I can hear Karlheinz Essl in the town of Schwaz in Tyrol, as he recounts it, performing his new work Sonnez la Cloche, for the festival Klangspuren. Silver town Schwaz rolls up a verdant ramp towards the piercing grandure of pointed, weighty mountains.
With a sample of the bells of the Schwaz church Karlheinz began. He took the best chunk out of a pealing, rollicking bell recording. Then he put that sample into his laptop. Then using all his self-adjusted sound modules he turned the sample (a snapped shot in sound) into a continuum. By that I mean he made the excerpt into an unending stream of music and, while the stream was flowing, used his sound modules to gradually vary the sound. I hear it all D minory, with that lovely bell thing on the subdominant, the G. He glissandoed the whole thing up, as if he were propelling the church into the Alpine air. Then it stayed. Then it fluttered. Then it got so dismantled that the bells became dust in the Inn Valley. Then it went all rhythmic and semiquavery. The whole cushion of sound subsided into the snow and silence of the Alps.
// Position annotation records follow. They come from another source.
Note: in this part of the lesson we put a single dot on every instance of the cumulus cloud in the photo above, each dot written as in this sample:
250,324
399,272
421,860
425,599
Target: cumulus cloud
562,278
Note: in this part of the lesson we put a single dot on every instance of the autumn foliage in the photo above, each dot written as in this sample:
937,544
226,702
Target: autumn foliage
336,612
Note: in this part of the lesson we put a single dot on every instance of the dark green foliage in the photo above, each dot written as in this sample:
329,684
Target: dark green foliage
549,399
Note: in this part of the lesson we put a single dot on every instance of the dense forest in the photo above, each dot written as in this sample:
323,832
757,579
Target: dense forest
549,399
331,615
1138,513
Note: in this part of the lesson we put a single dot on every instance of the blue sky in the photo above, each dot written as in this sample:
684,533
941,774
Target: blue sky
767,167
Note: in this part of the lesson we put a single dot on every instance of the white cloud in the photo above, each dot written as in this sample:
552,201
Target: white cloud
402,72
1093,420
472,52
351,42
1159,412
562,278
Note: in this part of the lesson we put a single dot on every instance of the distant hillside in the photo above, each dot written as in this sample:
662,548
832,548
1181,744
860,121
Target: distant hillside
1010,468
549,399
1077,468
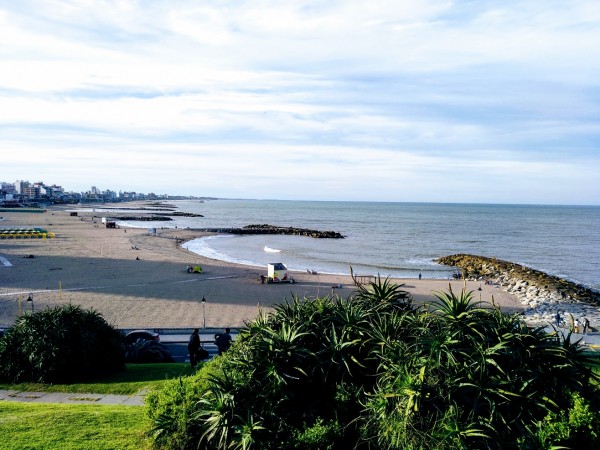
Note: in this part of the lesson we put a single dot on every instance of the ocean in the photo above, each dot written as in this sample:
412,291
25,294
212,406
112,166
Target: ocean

During the first performance, Karlheinz broadcast the entire music, as he was performing it, from the church tower in Schwaz. He had waited till the real bells were pealing and mixed the performance with them.The good citizens of Schwaz had sound poured all over their day. And that is what this music is meant to do – change the very Alpine air we breathe, if only till the bells cease to peal.



S.F., based on an explanation by Karlheinz Essl.